# Dell XPS 15:Screen Damaged and Product out of warranty;what to do now?



## SahilAr (Feb 8, 2013)

Hey Everyone,
My XPS 15 Screen is Damaged and the Laptop is Currently out of warranty now,Dell is Charging too much!!They're charging 11k for Screen and 9K for Warranty.After all Discounts they said we can provide a pax discount of 2K only i.e,18K total for warranty and Screen Replacement.Now,is it worth spending 18k for warranty and Screen?I mean isn't it too expensive?
Please suggest me the solution guys what to do now?It's really important for me to get the screen repaired..as i can't work with those linings(actual damage to screen)


----------



## anirbandd (Feb 10, 2013)

if you use your lappy as a home pc, you could hook up a monitor [within 5k ] via the hdmi port using a hdmi-dvi converter.

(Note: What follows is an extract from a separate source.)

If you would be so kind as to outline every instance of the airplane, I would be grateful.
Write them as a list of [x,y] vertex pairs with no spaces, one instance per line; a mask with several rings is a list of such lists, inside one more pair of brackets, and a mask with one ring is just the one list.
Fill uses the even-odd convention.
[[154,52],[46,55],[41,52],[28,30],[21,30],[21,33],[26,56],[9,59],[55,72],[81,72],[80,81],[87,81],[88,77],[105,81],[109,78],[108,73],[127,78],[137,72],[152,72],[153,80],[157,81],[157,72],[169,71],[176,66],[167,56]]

if, not try to get it repaired locally, or buy a new one. that would be much more cost effective due to warranty.


----------



## RubySh. (Feb 10, 2013)

Get a replacement LCD screen @ 3000 K Approx from any store (Lapcare for instance) and get yourself a screw driver (small,star), a needle and then use the needle to remove the tiny rubber filling in the screw pot on you display frame ( more likely there will be 4 to 6 screws). Undo the screws then use a thin yet strong metal to open the plastics locks that hold together the frame and the back panel of the display. Carefully remove the big cable joined to the back of the broken lcd and replace the new LCD. Wow Do it yourself and you save nearly 4000 bucks on getting it repaired.

All connectors are same at the LCD. Just get the correct size LCD. Same applies for LED


Refer video for more help
Laptop screen replacement / LCD repair [Dell XPS 15z] - YouTube


----------



## harshilsharma63 (Feb 10, 2013)

Get it repaired at any reputed shop locally, get the screen with same size and same resolution.


----------



## gameranand (Feb 11, 2013)

RubySh. said:


> Get a replacement LCD screen @ 3000 K Approx from any store (Lapcare for instance) and get yourself a screw driver (small,star), a needle and then use the needle to remove the tiny rubber filling in the screw pot on you display frame ( more likely there will be 4 to 6 screws). Undo the screws then use a thin yet strong metal to open the plastics locks that hold together the frame and the back panel of the display. Carefully remove the big cable joined to the back of the broken lcd and replace the new LCD. Wow Do it yourself and you save nearly 4000 bucks on getting it repaired.
> 
> All connectors are same at the LCD. Just get the correct size LCD. Same applies for LED
> 
> ...



THIS.


----------



## sam_738844 (Feb 11, 2013)

gameranand said:


> THIS.



I'm sorry but i must not resist myself but say Screen Damage in a laptop is the one of the worst thing to happen. and that too with an XPS!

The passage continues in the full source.